CS21: Lab 8

Run update21, to create the cs21/labs/08 directory (and some additional files). Then cd into your cs21/labs/08 directory and create the python programs for lab 8 in this directory

Overview

For this lab, you will write a program to explore a collection of Twitter feeds. That program, which we will put in a file called twitex.py, will read a prepared database of tweets from a text file. It will then give the user the opportunity to perform sorting and filtering operations on those tweets and then display them.
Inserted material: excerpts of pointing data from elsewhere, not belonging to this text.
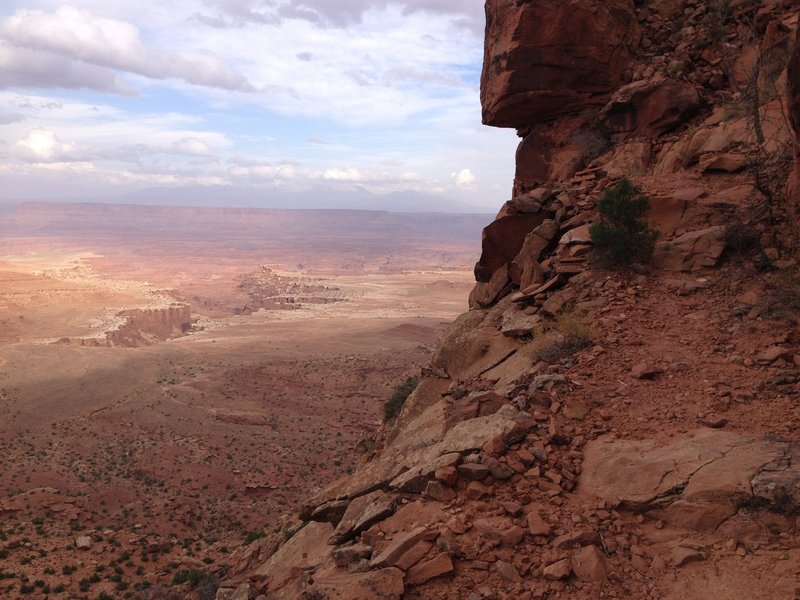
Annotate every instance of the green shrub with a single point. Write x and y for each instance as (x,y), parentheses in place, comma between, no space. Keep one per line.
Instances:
(191,576)
(391,408)
(622,236)
(252,536)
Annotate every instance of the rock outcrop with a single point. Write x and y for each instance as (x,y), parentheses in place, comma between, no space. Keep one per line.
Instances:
(145,326)
(545,59)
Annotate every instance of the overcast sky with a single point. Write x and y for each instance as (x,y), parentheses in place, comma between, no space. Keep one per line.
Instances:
(103,97)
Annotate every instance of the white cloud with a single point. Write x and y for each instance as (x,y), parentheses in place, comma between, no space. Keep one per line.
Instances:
(374,94)
(42,146)
(464,178)
(191,146)
(77,35)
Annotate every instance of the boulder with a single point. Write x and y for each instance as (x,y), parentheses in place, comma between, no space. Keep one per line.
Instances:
(305,550)
(558,570)
(502,241)
(401,544)
(552,57)
(361,513)
(473,344)
(484,295)
(525,270)
(385,584)
(691,251)
(83,542)
(589,564)
(693,483)
(650,107)
(425,571)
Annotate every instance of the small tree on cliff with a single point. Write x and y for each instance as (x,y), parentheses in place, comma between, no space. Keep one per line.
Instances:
(622,235)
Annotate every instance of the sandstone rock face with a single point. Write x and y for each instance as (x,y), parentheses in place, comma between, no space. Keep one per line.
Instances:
(502,241)
(691,251)
(650,108)
(695,483)
(793,102)
(548,58)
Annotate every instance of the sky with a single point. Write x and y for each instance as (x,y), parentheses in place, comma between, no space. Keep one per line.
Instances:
(101,98)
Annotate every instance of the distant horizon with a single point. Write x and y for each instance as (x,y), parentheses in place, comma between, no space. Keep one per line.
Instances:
(258,199)
(107,99)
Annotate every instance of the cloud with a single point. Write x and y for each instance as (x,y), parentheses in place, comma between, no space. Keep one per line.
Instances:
(77,35)
(9,118)
(21,67)
(339,14)
(191,147)
(43,146)
(464,178)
Here's an example of how the program might run. The orange, italic text below is an annotation and is not part of the program output.

$ python twitex.py
Welcome to TwitEx!

Valid commands in this program are: 
  [s]ort
  [f]ilter
  [d]isplay
  [q]uit
You can use a command by typing its first letter.
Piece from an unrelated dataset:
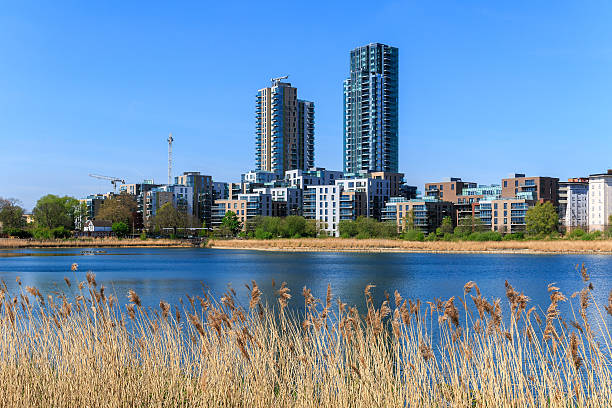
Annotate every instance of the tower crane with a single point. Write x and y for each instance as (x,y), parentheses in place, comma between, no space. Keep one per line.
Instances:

What now ([s]ort,[f]ilter,[d]isplay,[q]uit)? f
Filter by what field ([n]ame,[s]creenname,[c]ontent)? s
Filter using what string? @swarthmore
Filtering complete; there are 137 tweet(s) that match that filter.
What now ([s]ort,[f]ilter,[d]isplay,[q]uit)? s
Sort by what field ([s]creenname,[n]ame,[t]ime,[r]etweets)? t
Sorted tweets by time.
What now ([s]ort,[f]ilter,[d]isplay,[q]uit)? d
How many? 3
Swarthmore College (@swarthmore) at 2015-11-06 14:01:04 EST (0 retweets):
    Will Indonesia continue as a highly multilingual society or move toward monolingualism? Linguist Abby Cohn lectures at 4:15pm in Trotter 203

Swarthmore College (@swarthmore) at 2015-11-06 13:32:45 EST (0 retweets):
    Garnet Athletics Set to Battle for Conference Titles - https://t.co/9UEjgNWacQ https://t.co/1EkXDxPlrQ

Swarthmore College (@swarthmore) at 2015-11-06 11:30:30 EST (0 retweets):
    Way-Ting Chen '94 of Blue Garnet hosts a workshop on developing your social impact formula today at 1 pm in the Lang Center.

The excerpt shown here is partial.